Nobody Does It Better

By: Lexi Blake


Phuket, Thailand

Kayla Summers walked into the gorgeous lobby and tried not to think about how badly her hands were shaking. To her right she could hear the sound of the ocean, most times a deep comfort to her, but today not even that rolling, endless symphony could soothe her.

Of course it wasn’t every day she did spy stuff. She’d trained for this day, long hard hours that would leave her wondering why the hell she’d signed up for this gig when she could be playing beer pong and rushing a sorority.

“Hey, it’s all right,” the man with the slow Southern accent said under his breath. He walked beside her, had been beside her from the moment she’d left DC. “This is nothing at all, Kay. We’re walking into the hotel, picking up your sister, and then you’ll walk one way with Mr. Bishop and I’ll walk the other with Kun. We’ll meet up at the extraction point and you’ll both be back in the States by this time tomorrow.”

“Are you going to arrest her?” She’d been wondering about that, wondering if this whole save-the-twin-I-didn’t-know-I-had plan was truly about sending her long-lost sister to Guantanamo Bay. Though with some of the stories she’d heard about MSS, China’s version of the CIA, being tortured in Cuba might be a fun vacay for her sis.

Sister. She had a sister. Jiang Kun.

Thank god her fathers had insisted she know something of the culture she’d been born into. One of her dad’s taught Mandarin at UC Santa Barbara and she’d grown up speaking it around the house. His Cantonese was excellent as well. Despite the fact that there was not a drop of DNA between them, they always joked that she’d gotten Dad’s ear for languages.

If only her sister had been as fortunate.

Tennessee Smith stopped in the middle of the elegant hotel lobby, his long, lean frame looking down on her. “I told you. Once your sister is in the States, she’ll be debriefed. That debrief will likely last a good long time, but she’s going to be treated as an asset, not an enemy. Jiang Kun was accepted into a program to train MSS operatives when she was sixteen years old. And by accepted, I mean she was selected by the government and there was no way to say no. You know that training you’ve done over the last few months? That was a tiny taste of what your sister has been through the last several years. And I assure you, the CIA is kinder with our agents than MSS.”

After she’d been contacted by the Agency, she’d spent three months in a program meant to give her basic training. What she really thought they’d wanted to do was maintain control over all communications with her sister.

Still, it had been a rough couple of months. Physical training. Firearms training. Learning the ins and outs of procedure, and all for one operation. This one.

The funny thing was, while it had been rough, she’d kind of liked it. She’d liked having purpose. Despite the fact the she was flying through her undergraduate degree at Stanford, she often felt aimless. The last few months had been a revelation. Something had come over her. A sense of true purpose.

What the hell was she going to do when this was over? She’d gotten used to being around Ten and even the super-cold dude. John Bishop. She’d made him smile once. All the other recruits in her class had gotten together and made her a trophy for that because the guy wasn’t known for his humor.

Still, he’d taken an interest in her and she would oddly miss him.

“I’m just worried about her.” And worried that once Kun was in the US, she wouldn’t need Kayla anymore.

Would they even have a relationship? Or would her sister disappear into the Agency while the Agency said “thanks and see ya later” to Kayla?

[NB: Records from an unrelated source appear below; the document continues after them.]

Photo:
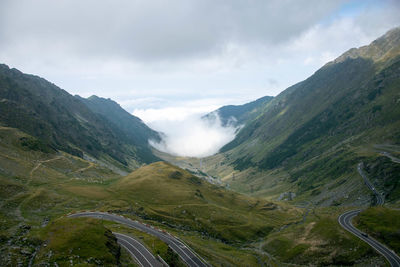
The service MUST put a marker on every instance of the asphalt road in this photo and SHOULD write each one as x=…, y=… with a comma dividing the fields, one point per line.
x=137, y=250
x=186, y=254
x=345, y=222
x=379, y=198
x=387, y=154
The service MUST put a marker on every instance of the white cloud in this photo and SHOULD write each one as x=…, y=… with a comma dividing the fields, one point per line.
x=192, y=136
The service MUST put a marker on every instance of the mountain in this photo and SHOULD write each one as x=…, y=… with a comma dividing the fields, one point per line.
x=239, y=114
x=66, y=123
x=316, y=131
x=134, y=130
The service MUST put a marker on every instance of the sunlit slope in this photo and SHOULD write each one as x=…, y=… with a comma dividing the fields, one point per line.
x=174, y=195
x=318, y=130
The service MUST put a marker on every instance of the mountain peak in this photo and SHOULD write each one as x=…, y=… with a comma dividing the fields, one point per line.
x=383, y=48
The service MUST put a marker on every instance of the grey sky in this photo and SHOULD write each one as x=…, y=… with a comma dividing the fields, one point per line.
x=161, y=58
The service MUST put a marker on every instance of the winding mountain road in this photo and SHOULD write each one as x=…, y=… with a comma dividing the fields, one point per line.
x=345, y=221
x=186, y=254
x=379, y=199
x=346, y=218
x=142, y=255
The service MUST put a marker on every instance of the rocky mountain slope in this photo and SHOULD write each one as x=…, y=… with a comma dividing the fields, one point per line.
x=67, y=123
x=311, y=136
x=240, y=114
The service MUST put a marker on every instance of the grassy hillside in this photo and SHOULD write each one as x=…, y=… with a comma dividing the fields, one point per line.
x=134, y=130
x=80, y=241
x=311, y=137
x=64, y=122
x=167, y=193
x=381, y=223
x=39, y=186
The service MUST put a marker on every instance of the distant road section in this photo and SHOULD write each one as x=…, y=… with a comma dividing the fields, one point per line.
x=346, y=218
x=142, y=255
x=345, y=222
x=387, y=154
x=379, y=198
x=186, y=254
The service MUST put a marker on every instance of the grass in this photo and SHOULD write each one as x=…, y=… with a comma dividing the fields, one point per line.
x=82, y=241
x=219, y=224
x=318, y=241
x=381, y=223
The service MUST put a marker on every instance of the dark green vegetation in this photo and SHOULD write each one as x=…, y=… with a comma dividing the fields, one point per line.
x=241, y=114
x=319, y=240
x=386, y=174
x=310, y=138
x=134, y=130
x=37, y=188
x=383, y=224
x=64, y=122
x=81, y=241
x=60, y=153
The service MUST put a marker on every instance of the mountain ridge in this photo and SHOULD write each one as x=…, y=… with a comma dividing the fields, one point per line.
x=64, y=122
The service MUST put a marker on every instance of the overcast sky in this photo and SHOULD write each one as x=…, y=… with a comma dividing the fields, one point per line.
x=169, y=58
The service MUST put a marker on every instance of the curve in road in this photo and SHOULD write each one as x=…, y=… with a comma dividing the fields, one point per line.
x=346, y=218
x=345, y=221
x=185, y=253
x=379, y=198
x=142, y=255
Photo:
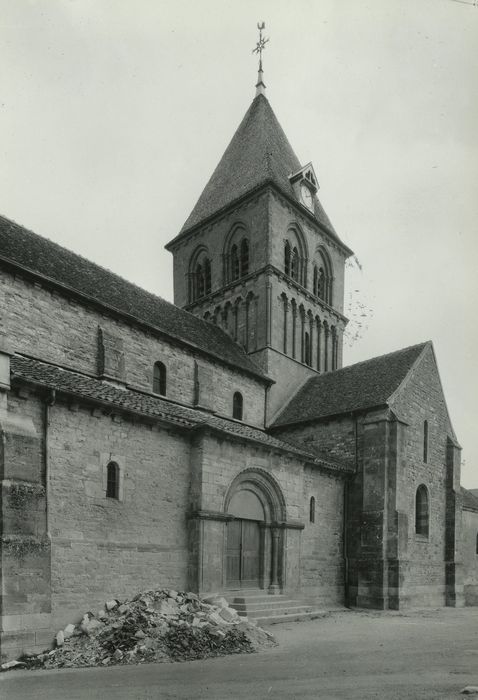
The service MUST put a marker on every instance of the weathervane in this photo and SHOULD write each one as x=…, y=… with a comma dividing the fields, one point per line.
x=260, y=46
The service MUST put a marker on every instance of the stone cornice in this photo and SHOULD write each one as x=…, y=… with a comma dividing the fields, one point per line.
x=267, y=185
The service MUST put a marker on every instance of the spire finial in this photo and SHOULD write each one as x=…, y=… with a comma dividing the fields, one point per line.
x=260, y=46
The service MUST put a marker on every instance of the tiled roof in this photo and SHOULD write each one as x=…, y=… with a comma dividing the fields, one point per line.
x=360, y=386
x=470, y=500
x=259, y=152
x=88, y=388
x=53, y=262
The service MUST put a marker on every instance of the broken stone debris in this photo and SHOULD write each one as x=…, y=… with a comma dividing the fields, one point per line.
x=162, y=625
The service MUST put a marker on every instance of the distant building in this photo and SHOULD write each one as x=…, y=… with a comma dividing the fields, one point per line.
x=216, y=444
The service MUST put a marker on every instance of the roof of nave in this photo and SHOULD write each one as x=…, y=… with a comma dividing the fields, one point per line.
x=470, y=499
x=124, y=399
x=357, y=387
x=59, y=265
x=259, y=152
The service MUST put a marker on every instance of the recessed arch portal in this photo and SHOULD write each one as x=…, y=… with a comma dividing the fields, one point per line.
x=255, y=507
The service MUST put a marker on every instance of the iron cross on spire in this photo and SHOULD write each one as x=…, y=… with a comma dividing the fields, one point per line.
x=261, y=44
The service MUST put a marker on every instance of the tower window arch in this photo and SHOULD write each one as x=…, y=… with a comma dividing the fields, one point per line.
x=287, y=254
x=421, y=511
x=244, y=257
x=159, y=378
x=237, y=405
x=112, y=480
x=425, y=441
x=234, y=263
x=295, y=255
x=294, y=264
x=307, y=349
x=323, y=276
x=200, y=275
x=312, y=509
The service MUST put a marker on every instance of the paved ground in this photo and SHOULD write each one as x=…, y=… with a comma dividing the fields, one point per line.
x=421, y=656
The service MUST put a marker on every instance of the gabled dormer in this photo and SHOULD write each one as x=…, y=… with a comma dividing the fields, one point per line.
x=305, y=185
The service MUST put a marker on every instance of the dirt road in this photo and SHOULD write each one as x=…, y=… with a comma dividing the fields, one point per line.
x=421, y=656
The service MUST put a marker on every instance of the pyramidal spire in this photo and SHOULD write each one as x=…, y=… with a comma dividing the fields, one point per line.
x=260, y=46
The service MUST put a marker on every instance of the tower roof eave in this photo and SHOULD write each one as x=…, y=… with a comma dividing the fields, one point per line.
x=258, y=153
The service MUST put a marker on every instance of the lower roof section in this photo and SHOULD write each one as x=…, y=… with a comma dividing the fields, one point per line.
x=88, y=389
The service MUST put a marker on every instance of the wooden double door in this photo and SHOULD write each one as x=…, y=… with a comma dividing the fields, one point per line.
x=243, y=553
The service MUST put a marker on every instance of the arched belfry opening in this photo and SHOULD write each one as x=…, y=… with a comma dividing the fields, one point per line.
x=254, y=542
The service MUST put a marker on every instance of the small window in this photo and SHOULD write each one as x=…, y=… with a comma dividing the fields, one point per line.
x=207, y=276
x=287, y=255
x=312, y=510
x=421, y=511
x=234, y=263
x=237, y=406
x=159, y=378
x=244, y=257
x=307, y=353
x=294, y=264
x=425, y=441
x=112, y=480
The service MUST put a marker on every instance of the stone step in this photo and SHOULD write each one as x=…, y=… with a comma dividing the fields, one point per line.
x=293, y=617
x=273, y=612
x=256, y=605
x=256, y=598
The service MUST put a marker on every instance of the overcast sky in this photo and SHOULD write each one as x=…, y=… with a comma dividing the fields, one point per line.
x=114, y=113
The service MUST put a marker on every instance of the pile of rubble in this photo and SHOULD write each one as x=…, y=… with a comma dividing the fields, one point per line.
x=161, y=625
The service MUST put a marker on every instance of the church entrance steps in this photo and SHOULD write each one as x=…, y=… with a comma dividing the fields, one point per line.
x=269, y=609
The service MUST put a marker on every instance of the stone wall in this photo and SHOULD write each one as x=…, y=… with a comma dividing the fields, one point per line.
x=251, y=218
x=103, y=547
x=54, y=328
x=311, y=558
x=85, y=548
x=424, y=570
x=322, y=554
x=469, y=554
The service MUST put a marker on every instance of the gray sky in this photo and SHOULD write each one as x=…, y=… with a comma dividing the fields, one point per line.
x=113, y=114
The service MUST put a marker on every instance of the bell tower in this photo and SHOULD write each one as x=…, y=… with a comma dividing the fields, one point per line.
x=259, y=257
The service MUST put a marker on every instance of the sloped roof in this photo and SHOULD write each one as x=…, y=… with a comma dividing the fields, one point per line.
x=55, y=263
x=470, y=500
x=259, y=152
x=85, y=387
x=356, y=387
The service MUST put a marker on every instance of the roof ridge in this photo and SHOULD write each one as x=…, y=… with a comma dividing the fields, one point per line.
x=210, y=339
x=90, y=262
x=377, y=357
x=361, y=386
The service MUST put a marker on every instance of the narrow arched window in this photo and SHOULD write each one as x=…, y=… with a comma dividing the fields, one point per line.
x=294, y=264
x=421, y=511
x=234, y=263
x=112, y=480
x=312, y=510
x=207, y=276
x=199, y=281
x=287, y=258
x=307, y=353
x=159, y=378
x=244, y=257
x=237, y=403
x=425, y=441
x=321, y=284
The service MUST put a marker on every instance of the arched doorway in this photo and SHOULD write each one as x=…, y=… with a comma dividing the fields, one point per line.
x=255, y=509
x=244, y=541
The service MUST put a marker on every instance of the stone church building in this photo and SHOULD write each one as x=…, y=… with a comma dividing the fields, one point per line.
x=216, y=444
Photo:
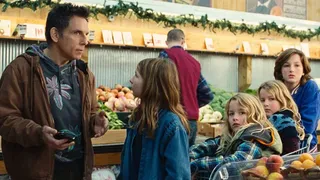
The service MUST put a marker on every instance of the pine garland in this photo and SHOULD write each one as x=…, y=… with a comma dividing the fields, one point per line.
x=172, y=21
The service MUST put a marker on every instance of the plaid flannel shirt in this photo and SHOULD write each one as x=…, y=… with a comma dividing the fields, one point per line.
x=204, y=157
x=204, y=93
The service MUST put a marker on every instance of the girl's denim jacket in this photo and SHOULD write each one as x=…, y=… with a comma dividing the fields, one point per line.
x=166, y=156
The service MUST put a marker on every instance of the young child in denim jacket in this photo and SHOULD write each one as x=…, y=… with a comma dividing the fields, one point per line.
x=247, y=134
x=283, y=113
x=156, y=146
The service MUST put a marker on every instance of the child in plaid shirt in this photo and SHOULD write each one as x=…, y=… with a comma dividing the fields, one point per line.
x=283, y=113
x=247, y=135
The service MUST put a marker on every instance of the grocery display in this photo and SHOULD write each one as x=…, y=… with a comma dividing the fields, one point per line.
x=118, y=99
x=117, y=102
x=304, y=166
x=208, y=115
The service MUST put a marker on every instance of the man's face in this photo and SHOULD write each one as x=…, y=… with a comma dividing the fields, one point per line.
x=74, y=38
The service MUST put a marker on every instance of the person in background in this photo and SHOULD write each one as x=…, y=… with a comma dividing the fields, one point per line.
x=283, y=113
x=293, y=69
x=195, y=91
x=247, y=134
x=156, y=146
x=47, y=90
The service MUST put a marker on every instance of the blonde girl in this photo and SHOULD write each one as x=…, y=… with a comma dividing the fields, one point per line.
x=283, y=113
x=247, y=134
x=156, y=146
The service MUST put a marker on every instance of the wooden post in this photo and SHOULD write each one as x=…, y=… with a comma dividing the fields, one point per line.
x=244, y=72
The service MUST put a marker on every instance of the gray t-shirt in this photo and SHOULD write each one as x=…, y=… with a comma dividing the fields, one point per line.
x=65, y=101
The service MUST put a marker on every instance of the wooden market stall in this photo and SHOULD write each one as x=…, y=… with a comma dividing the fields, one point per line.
x=108, y=148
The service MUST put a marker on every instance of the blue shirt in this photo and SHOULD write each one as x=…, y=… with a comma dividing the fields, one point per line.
x=307, y=98
x=204, y=93
x=165, y=156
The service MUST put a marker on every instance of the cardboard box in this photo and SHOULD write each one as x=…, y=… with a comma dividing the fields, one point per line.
x=210, y=130
x=111, y=137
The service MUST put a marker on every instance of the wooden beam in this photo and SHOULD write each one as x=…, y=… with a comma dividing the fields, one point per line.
x=244, y=72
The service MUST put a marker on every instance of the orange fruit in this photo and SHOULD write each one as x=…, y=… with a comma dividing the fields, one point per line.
x=318, y=160
x=296, y=164
x=305, y=156
x=307, y=164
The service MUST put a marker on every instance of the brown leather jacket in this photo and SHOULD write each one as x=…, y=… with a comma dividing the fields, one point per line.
x=25, y=108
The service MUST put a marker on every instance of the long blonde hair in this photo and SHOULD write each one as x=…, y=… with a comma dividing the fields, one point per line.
x=281, y=93
x=255, y=115
x=161, y=89
x=253, y=109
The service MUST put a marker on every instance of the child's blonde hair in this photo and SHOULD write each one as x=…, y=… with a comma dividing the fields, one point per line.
x=161, y=90
x=253, y=109
x=255, y=115
x=281, y=93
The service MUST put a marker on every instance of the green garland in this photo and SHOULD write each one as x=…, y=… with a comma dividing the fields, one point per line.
x=172, y=21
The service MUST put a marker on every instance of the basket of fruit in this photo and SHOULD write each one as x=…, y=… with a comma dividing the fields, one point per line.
x=304, y=166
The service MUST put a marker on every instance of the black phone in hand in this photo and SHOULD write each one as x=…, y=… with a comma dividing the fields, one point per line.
x=65, y=135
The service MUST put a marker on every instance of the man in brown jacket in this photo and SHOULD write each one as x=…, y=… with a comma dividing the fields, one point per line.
x=48, y=90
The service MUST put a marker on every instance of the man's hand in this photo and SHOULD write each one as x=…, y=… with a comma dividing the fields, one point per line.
x=101, y=124
x=48, y=138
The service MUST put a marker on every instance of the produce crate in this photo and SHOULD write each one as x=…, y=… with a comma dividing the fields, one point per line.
x=123, y=116
x=235, y=170
x=111, y=137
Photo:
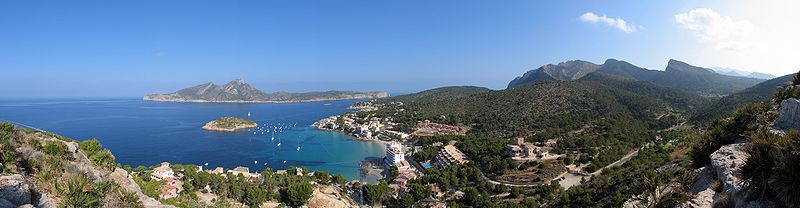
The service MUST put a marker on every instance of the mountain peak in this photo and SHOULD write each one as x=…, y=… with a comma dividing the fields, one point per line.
x=679, y=66
x=238, y=81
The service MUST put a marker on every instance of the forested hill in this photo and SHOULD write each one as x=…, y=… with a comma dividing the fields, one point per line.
x=755, y=94
x=555, y=107
x=239, y=91
x=677, y=74
x=442, y=93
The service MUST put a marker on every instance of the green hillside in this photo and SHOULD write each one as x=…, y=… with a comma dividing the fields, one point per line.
x=758, y=93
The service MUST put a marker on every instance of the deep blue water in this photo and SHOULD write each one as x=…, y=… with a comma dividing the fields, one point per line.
x=146, y=133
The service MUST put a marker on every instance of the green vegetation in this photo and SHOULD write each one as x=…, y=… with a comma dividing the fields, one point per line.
x=57, y=149
x=299, y=193
x=761, y=92
x=55, y=173
x=100, y=157
x=232, y=122
x=290, y=188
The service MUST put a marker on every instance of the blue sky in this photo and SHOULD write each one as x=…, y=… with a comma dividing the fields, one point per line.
x=130, y=48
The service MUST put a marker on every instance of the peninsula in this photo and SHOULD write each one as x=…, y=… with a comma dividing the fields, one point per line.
x=229, y=124
x=238, y=91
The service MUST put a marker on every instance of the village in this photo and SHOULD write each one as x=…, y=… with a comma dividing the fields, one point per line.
x=400, y=148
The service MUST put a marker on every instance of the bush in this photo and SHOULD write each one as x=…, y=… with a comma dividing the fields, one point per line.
x=57, y=149
x=299, y=193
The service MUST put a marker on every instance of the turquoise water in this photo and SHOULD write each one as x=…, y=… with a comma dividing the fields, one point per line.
x=146, y=133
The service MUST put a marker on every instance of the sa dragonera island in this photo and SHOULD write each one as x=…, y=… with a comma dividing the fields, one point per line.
x=238, y=91
x=229, y=124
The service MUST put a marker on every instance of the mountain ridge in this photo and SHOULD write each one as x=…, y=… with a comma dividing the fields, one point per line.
x=677, y=74
x=238, y=91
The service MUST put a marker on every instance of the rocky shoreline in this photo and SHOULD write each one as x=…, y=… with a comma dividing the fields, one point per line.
x=214, y=126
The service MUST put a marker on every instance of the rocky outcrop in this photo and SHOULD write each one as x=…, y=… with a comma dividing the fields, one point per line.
x=727, y=162
x=14, y=189
x=789, y=116
x=126, y=182
x=237, y=91
x=328, y=196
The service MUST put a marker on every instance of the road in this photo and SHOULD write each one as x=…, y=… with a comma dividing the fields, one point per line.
x=570, y=179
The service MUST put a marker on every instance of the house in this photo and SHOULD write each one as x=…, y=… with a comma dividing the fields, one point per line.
x=403, y=179
x=168, y=191
x=520, y=149
x=394, y=153
x=171, y=188
x=162, y=172
x=449, y=154
x=244, y=171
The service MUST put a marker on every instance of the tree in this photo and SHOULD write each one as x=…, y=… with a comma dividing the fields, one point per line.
x=90, y=147
x=103, y=159
x=255, y=196
x=56, y=148
x=376, y=193
x=299, y=193
x=339, y=179
x=515, y=192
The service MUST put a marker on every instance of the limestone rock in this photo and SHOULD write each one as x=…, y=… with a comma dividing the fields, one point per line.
x=46, y=201
x=126, y=182
x=14, y=189
x=702, y=190
x=6, y=203
x=789, y=116
x=727, y=162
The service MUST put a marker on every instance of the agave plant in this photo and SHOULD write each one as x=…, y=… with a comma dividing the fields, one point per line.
x=759, y=166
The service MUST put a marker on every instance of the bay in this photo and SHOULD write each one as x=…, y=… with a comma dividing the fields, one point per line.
x=146, y=133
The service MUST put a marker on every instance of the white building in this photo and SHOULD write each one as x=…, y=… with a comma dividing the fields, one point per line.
x=394, y=153
x=162, y=172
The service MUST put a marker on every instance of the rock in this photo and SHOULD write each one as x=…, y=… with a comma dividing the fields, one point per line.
x=46, y=201
x=328, y=196
x=703, y=193
x=6, y=203
x=121, y=177
x=789, y=116
x=14, y=189
x=727, y=162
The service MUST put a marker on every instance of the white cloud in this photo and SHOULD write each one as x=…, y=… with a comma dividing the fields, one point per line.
x=619, y=23
x=722, y=31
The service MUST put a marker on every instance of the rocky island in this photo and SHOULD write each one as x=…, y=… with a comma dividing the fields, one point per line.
x=229, y=124
x=238, y=91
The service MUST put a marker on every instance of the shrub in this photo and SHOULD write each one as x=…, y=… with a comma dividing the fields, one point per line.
x=57, y=149
x=299, y=193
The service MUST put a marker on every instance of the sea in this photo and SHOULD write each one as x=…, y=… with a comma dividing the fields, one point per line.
x=147, y=133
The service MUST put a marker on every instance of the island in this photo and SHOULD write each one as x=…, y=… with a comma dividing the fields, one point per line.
x=229, y=124
x=238, y=91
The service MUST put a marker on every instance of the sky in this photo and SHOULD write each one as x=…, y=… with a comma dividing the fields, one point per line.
x=131, y=48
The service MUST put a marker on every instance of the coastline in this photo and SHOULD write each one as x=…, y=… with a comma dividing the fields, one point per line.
x=261, y=101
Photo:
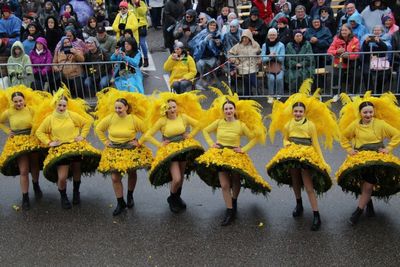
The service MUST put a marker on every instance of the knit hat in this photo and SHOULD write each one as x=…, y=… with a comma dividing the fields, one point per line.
x=272, y=31
x=5, y=8
x=254, y=11
x=123, y=4
x=178, y=44
x=283, y=20
x=235, y=23
x=92, y=39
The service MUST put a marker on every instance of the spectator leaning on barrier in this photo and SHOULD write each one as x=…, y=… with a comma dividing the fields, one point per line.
x=173, y=12
x=182, y=68
x=53, y=33
x=327, y=20
x=376, y=69
x=139, y=7
x=255, y=25
x=70, y=74
x=46, y=12
x=320, y=38
x=247, y=61
x=98, y=73
x=302, y=67
x=226, y=27
x=300, y=21
x=91, y=28
x=355, y=22
x=187, y=27
x=285, y=35
x=389, y=24
x=344, y=48
x=42, y=74
x=285, y=12
x=10, y=26
x=265, y=9
x=155, y=12
x=206, y=47
x=373, y=13
x=350, y=9
x=19, y=75
x=125, y=19
x=107, y=43
x=273, y=52
x=232, y=37
x=30, y=40
x=127, y=75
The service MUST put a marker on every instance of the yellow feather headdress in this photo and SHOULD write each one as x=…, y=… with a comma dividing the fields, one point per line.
x=316, y=111
x=106, y=98
x=385, y=108
x=33, y=99
x=47, y=106
x=247, y=111
x=188, y=103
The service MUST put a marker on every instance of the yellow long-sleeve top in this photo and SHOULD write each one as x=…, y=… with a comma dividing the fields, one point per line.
x=170, y=128
x=376, y=131
x=302, y=129
x=228, y=133
x=63, y=127
x=120, y=129
x=17, y=119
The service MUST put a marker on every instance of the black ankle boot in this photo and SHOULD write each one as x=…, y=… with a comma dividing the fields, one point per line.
x=355, y=216
x=173, y=201
x=37, y=190
x=234, y=205
x=76, y=197
x=181, y=203
x=369, y=211
x=25, y=202
x=129, y=199
x=229, y=217
x=316, y=222
x=121, y=206
x=298, y=210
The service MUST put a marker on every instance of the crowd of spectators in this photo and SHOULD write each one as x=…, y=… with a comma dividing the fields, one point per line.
x=282, y=38
x=286, y=40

She thought briefly about the mother who’d given birth to her. How hard had it been? She’d known she was having twins, known given China’s one child policy at the time that one of them would be taken or aborted. Everything she’d done had been in secrecy and she’d managed to have Kayla smuggled out of the country. By some grace, she’d wound up in an orphanage that dealt with foreign adoptions, and by the time she was six months old, she was the darling daughter of Fred Summers and Jim Gayle.